Prokaryotic genetics-48 Flashcards
The Iac Operon
What is the Iac Operon?
A way of regulating genes.
What is an operon?
A group of genes under control of the same promoter. This means genes can be regulated together.
Operons are common in prokaryotes- because of differences in eukaryotes and prokaryotes, only works in prokaryotes.
Polycistronic mRNA encodes more than one protein.
What is an example of operon rRNA?
E. coli has 3 rRNA: 16S, 23S and 5S.
Precursor RNA is transcribed from single promoter.
RNA is cleaved to make individual components.
Not all genes code for protein
How many genes does E. coli have?
4277 genes.
What are housekeeping genes?
Genes that are required to be active all of the time.
E.g. genes involved in replication and transcription.
Why are some genes not constitutively expressed?
Making RNA and proteins is energy costly.
Genes are switched on and off- more energy efficient.
What is proof that not all genes are constitutively expressed?
Bacteria grown in minimal medium- must make all nutrients from inorganic components (except glucose).
Then switch to rich medium-genes for making amino acids ect. now available in medium are switched off.
Is Iac operon constitutively transcribed?
No- it is not constitutively transcribed.
Eat glucose first then other carbon sources, only have machinery for other carbon sources if needed.
What is an example of diauxic growth?
Measuring the number of E. coli cells vs time. Also measuring glucose and lactose conc.
-Glucose is used up before lactose.
-1st growth phase: glucose being used up.
-2nd growth phase: lactose being used up.
-Lag phase: glucose has run out, E. coli cannot grow, turns on its lac genes and starts growing again.
-Therefore, carbon sources are used consecutively not simultaneously.
What is diauxic growth?
There are two growth phases.
What proteins do the Iac genes encode?
IacY- encodes beta-galactoside-permease.
IacZ- encodes beta-galactosidase.
IacA- encodes galactoside acetyl-transferase. Transfers an acetyl group to galactosides and glucosides.
Is the Iac operon normally on or off?
It is normally off.
When the operator (Op) is bound by repressor, the operon is turned off.
What is an inducer? What is the inducer?
Inducer- molecule that turns gene on, it disables the repressor.
Allolactose.
Where does allolactose come from?
It cleaves lactose and can turn it to allolactose.
If there is no LacZ (beta-galactosidase), allolactose cannot be made. No lactose, no allolactose.
How can allolactose formation be catalysed by LacZ if operon is repressed?
Even in repressed state there is a small amount of transcription.
What happens when the glucose is used up and lactose is present?
When allolactose is bound by repressor, the operon is turned on. Binds better to allactose than operon.
RNA polymerase binds the promoter, and make LacZ, LacY, LacA and mRNA.
Why is there a lag phase in diauxic growth?
In theory the genes should be substituted on at the same time, then lactase and glucose are used up at the same time.
In the lag phase genes are transcribed and translated to proteins which are folded.
Effect of induction can be measured after a couple of minutes.
Why are genes not induced at the start?
Glucose suppresses activation.
What is CAP? What does CAP do?
CAP- Catabolite Activator Protein
-RNA polymerase interacts favourably with CAP.
-When allolactose is bound by repressor, the operon is turned on.
-CAP protein interacts with cAMP and binds to DNA.
-Transcription is enhanced ~50x
How does glucose inhibit cAMP production?
cAMP is made by adenylate cyclase.
This enzyme is inhibited by glucose.
When we have glucose in the system, no cAMP, have to wait for glucose to be used up and protein can bind.
When allolactose is bound by repressor, the operon is turned on. But no CAP protein means transcription is slow.

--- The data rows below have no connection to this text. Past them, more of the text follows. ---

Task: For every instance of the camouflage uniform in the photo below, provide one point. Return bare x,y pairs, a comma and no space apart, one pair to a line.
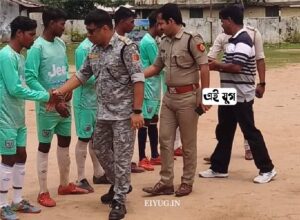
114,87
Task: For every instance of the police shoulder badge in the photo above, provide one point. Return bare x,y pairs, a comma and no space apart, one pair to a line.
201,47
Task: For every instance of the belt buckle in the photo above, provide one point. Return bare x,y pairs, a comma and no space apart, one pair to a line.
172,90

What is catabolite repression?
Glucose inhibits adenylate cyclase.
-No cAMP
-Lac operon is transcribed slowly
Same works for other sugars
Lag phase:
-Allolactate: de-repression, cAMP is made adn transcription is enhanced.

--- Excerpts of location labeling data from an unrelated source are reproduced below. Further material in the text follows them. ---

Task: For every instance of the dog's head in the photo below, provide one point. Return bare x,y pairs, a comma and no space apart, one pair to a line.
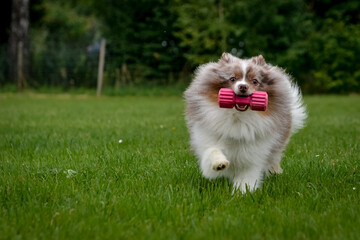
243,76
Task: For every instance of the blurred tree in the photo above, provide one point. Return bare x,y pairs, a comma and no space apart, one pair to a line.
204,28
19,40
140,34
60,44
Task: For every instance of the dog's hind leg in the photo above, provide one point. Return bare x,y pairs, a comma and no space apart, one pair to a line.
213,163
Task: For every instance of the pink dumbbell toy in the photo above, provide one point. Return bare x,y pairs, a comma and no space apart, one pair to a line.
257,100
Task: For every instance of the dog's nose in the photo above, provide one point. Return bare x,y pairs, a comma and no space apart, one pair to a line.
243,88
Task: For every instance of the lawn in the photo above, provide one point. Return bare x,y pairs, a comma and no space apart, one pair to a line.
81,167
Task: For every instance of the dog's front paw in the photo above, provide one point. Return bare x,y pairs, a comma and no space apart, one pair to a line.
218,160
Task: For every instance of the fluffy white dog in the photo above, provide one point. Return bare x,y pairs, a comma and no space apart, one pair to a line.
242,145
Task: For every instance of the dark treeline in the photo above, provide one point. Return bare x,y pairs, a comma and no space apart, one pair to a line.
160,42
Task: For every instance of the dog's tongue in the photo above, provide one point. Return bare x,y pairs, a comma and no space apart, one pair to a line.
241,107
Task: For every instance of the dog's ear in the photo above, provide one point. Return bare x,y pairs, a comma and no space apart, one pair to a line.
259,60
226,57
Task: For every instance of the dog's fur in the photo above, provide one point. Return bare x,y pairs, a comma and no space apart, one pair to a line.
242,146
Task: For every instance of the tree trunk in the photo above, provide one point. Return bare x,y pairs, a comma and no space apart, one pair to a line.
19,35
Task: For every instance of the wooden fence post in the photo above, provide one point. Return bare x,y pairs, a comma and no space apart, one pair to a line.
101,67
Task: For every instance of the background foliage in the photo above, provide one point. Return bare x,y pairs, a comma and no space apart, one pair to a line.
161,42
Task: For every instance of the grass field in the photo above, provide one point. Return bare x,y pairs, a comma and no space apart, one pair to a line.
78,167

Can this promoter (Iac operon) be used to control other genes?
Can produce protein for biotech e.g. insulin.
Can produce protein to study them e.g. structure and function.
Genetic code is universal
Is the Iac promoter a good choice?
Want a strong promoter to make lots of RNA, but don’t want gene constitutively expressed due to energy cost.

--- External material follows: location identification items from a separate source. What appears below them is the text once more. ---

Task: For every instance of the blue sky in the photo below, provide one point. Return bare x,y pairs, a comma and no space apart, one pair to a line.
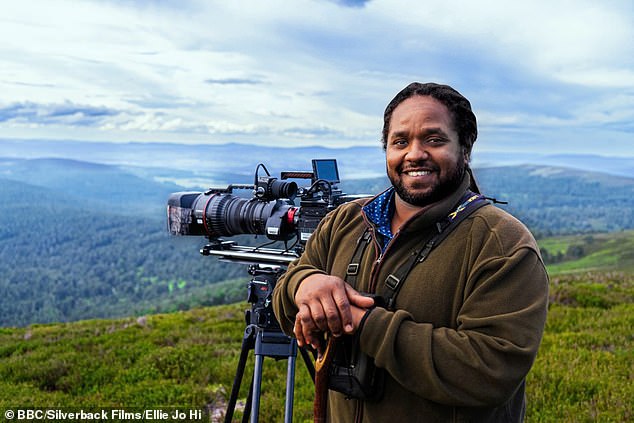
543,76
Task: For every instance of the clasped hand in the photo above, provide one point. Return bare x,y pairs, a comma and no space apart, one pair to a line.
327,304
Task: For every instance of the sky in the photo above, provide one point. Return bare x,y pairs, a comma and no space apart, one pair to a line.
545,76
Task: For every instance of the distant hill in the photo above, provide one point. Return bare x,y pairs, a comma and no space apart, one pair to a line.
549,200
211,161
82,240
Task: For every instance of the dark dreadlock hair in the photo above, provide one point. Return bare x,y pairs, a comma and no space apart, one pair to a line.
464,121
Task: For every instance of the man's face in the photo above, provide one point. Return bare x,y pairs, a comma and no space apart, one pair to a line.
424,159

But, growing on lactose is inconvenient. Glucose is more convenient.
Problem: if glucose is there, promoter won’t grow. Lactose is inconvenient, gives it a different compound.
What is the induction of expression?
IPTG is a lactose analogue.
Lactose- would be eaten, so concentration decreases.
IPTG- cannot be metabolised, so concentration stays the same.
What happened to variants of Iac promoter which are used today?
They are insensitive to glucose, so they grow on glucose.
Growth slows down on induction- spends a lot of energy making the recombinant protein.
Adding IPTG increases no. of E. coli cells.